I feel that much of the theory I read in educational research seems quite alien to my everyday experience. Perhaps I am influenced by my original academic background as a scientist, and by reading scientific research, and then by my experience working as a professional accountant working to tight deadlines where reflection was a luxury seldom afforded. Occasionally, however, I do read something that makes sense to me such as the articles debunking the ‘digital natives’ construct and considering individual differences in students’ access to and interest in technologies and using technologies to support their studies. These take a perspective that individual differences exist here, in the same way as they do for other characteristics.
I sometimes feel that educational research published in academic journals is not aimed at or designed to be read by the ‘mere practitioner’ such as myself. However, ‘popular theory’ is often viewed with disdain in academic circles. Yet, more academically rigorous work needs to be put across clearly and concisely to be useful for and to be read by time-poor practitioners and policymakers.
- Think of a learner with whom you work – this could be a colleague or a pupil you support. What things about them, and that you have to help them to do, influence how you support them? Can you identify where you got these ideas from?
I am thinking of students whom I have seen for academic consultations this week. They are studying accounting in the first year of their degree, and this is their first semester at university. I try to take this into account – it’s not just my subject that is new, it is the whole concept of university study that is new to most of them. However, I think the degree to which they show signs of and potential to manage their own learning (self-regulation, self-efficacy) does influence how much help I will give. I want to see learners meeting me part of the way, and they should be putting in effort as well as me – even if they are struggling, if I can see they have tried, I feel I can do more to help them successfully. Some of this comes from Entwistle and Ramsden regarding self-efficacy and self-regulation, the learner’s conceptions of study and the teacher’s conceptions of teaching.
- Are there practices that you typically use because you know they work? Can you say why they work? If you could would it help? How might it help?

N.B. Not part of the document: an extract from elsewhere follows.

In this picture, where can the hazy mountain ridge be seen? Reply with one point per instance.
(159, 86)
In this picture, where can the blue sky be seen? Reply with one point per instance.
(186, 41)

There are tips and advice I use such as using mnemonics, breaking things down into steps etc. I think they work because they are changing something from potentially overwhelming to something more do-able. These are strategies I have used in my previous studies, and some were taught to me when I was training to be an accountant. I also try to use variety, different ways of explaining things, examples – these are things that have come to me from talking to, observing and being taught by my mother, who is a teacher. In terms of other influences, they come from working with current and former colleagues, research and conferences on accounting education which I read and attend, and from my experience coaching junior colleagues in professional practice on a one-to-one basis. I think if I could explain better (with evidence) why they work, it would make it easier for me to ‘sell’ the benefits to students during a course.